Green finance provides funding to green enterprises and technologies, creates green financial products, attracts investors, and also reviews the environmental risks during the decision-making stages of providing money.
Active green finance is necessary to develop the financial industry. Green industries based on green technology are promising growth sectors, and the government will promote green finance.
The Korean government is trying to enact a new law titled "Basic Act on Low Carbon Green Growth." Based on article 28 (Promotion of Green Finance) of the proposed law, the government will establish and secure funding to foster and support green growth and industries, develop new financial products to support low-carbon green growth, boost private investment to build green infrastructure, strengthen corporate disclosure of green management, expand financing for green management businesses and set up carbon markets to promote active trading.
The green financial industry in Korea is still in the early stages of development. However, domestic financial companies already realize the significance of green finance. Many financial institutions have already participated in international initiatives on green finance such as GRI Reporting, UNEP/FI, U.N. PRI, U.N. Global Compact and CDP.
Fund allocations for green finance have started, but there is a long way to go. For example, Korea Development Bank and Korea Eximbank announced plans to provide significant policy loans to green industries, but the actual lending thus far has been below the original expectations.
There are numerous plans, but the specific processing tools for providing money have not been fully established. Also, commercial banks like KB and Shinhan Bank have launched green financial products and allocated money for environmentally friendly companies. However, the criterion for "environment-friendly" is not yet clear.
The Samsung Economic Research Institute developed a national competitiveness index that measures the ability to reduce carbon emissions and to develop green industries. Korea's index is below the OECD average due to insufficient renewable energy, low energy efficiency, inconsistency and ineffectiveness of environmental policies, and the lack of innovative technologies.
To develop green finance in Korea, several challenging issues lie ahead of us. I want to propose several strategies for developing green finance in Korea.
Firstly, public consensus on the need for the development of green finance must be built up. Green finance must be recognized not as a matter of choice but a necessity.
Secondly, social infrastructure such as a regulatory, technical and human infrastructure must be set up.
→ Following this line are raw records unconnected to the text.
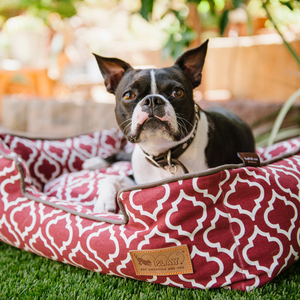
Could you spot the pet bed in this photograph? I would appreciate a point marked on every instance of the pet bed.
(231, 226)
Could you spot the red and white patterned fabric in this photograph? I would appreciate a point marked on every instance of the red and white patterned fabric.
(242, 226)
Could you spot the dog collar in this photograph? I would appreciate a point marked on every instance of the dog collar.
(169, 160)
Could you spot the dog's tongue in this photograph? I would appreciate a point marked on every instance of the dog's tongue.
(142, 117)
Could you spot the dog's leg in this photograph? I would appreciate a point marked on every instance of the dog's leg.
(109, 188)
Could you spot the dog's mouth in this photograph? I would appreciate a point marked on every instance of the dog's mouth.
(152, 126)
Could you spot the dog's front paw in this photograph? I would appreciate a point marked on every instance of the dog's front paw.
(109, 188)
(95, 163)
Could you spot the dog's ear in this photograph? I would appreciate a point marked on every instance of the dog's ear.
(191, 63)
(112, 70)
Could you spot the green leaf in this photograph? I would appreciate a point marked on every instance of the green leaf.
(147, 9)
(237, 3)
(224, 21)
(288, 4)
Concerning the regulatory infrastructure, it needs to reflect environmental concerns in the statutes for investment, lending, credit rating and accounting. Also, environmental information must be released and considered as a requirement for listing and disclosure. Additionally, certification of green technology, enterprises and industry must be introduced in order to guide investments and lending. The technical infrastructure such as "Green Enterprise Index," "Green (Carbon) Risk Index" or "Green Enterprising Rating Agency" will be necessary, and human resources must be trained and educated to be knowledgeable about green finance
Thirdly, more green financial products must be created with support from the government. Financial institutions can develop new products that integrate environmental factors into existing products and develop combined green financial products.
The government can help to launch a fund or provide tax benefits to green investors in the early stages. Although the government can play a key role in the beginning, it is important to note that the end goal should be a green finance system that operates on market principles.
Lastly, an emission trading system must be established. The system must promote active trading and foster specialized financial institutions and products. Additionally, a long-term plan to become Asia's green financial hub that links carbon exchanges in key Asian countries needs to be developed.